The objective of the experiment is to study how both scheduling models
(Arcon/Flink) behave under a data-parallel pipeline and gain insight on the cost
and potential benefits of Arcon’s scheduling model.
5.3 Benchmark Description
The benchmark will revolve around a simple streaming pipeline consisting of the
following operators: source, map, and sink. The source node partitions data to X
number of map nodes. The partitioning occurs through the use of consistent hash
partitioning (i.e. hash modulo parallelism). Both Arcon and Flink use the same
Murmur3 [19] hash function in order to ensure that the partitions are equal in both
systems.
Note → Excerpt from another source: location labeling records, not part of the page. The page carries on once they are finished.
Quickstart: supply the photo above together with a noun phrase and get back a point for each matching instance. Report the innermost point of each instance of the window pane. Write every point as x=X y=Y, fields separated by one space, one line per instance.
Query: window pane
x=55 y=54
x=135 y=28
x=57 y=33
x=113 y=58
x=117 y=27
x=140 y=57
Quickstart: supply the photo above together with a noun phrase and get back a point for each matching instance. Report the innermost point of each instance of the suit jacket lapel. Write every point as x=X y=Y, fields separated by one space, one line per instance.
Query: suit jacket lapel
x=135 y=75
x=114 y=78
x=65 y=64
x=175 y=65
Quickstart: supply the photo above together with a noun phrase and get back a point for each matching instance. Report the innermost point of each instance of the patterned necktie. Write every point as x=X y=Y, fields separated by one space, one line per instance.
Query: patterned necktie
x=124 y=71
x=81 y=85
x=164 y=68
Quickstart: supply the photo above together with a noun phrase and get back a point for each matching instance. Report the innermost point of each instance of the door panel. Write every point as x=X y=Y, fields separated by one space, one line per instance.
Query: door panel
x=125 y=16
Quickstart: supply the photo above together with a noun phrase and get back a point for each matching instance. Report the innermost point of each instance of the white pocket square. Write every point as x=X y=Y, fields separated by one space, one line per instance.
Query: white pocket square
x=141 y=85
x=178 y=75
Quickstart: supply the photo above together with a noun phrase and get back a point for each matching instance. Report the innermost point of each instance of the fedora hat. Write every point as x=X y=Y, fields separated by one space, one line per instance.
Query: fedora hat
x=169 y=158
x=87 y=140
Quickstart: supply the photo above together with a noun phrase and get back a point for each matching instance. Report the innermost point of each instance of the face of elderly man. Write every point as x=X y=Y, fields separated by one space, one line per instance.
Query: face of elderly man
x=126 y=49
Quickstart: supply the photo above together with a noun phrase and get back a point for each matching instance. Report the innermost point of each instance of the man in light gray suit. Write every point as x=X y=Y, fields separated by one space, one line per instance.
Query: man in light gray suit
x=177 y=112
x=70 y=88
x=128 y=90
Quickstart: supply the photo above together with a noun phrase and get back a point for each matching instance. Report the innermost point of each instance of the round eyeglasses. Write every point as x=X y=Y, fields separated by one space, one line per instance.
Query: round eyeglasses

The pipeline code is depicted in listing 7 and its equivalent dataflow
graph in figure 5.3.
1 case class Item(id: Int, number: Long, iterations: Int)
2 case class EnrichedItem(id: Int, root: Double)
3 val env = StreamExecutionEnvironment.getExecutionEnvironment
4 val source: DataStream[Item] = env.addSource(...)
5 source.keyBy(_.id)
6 .map(item => {
7 val root = newtonSqrt(item.number, item.iterations)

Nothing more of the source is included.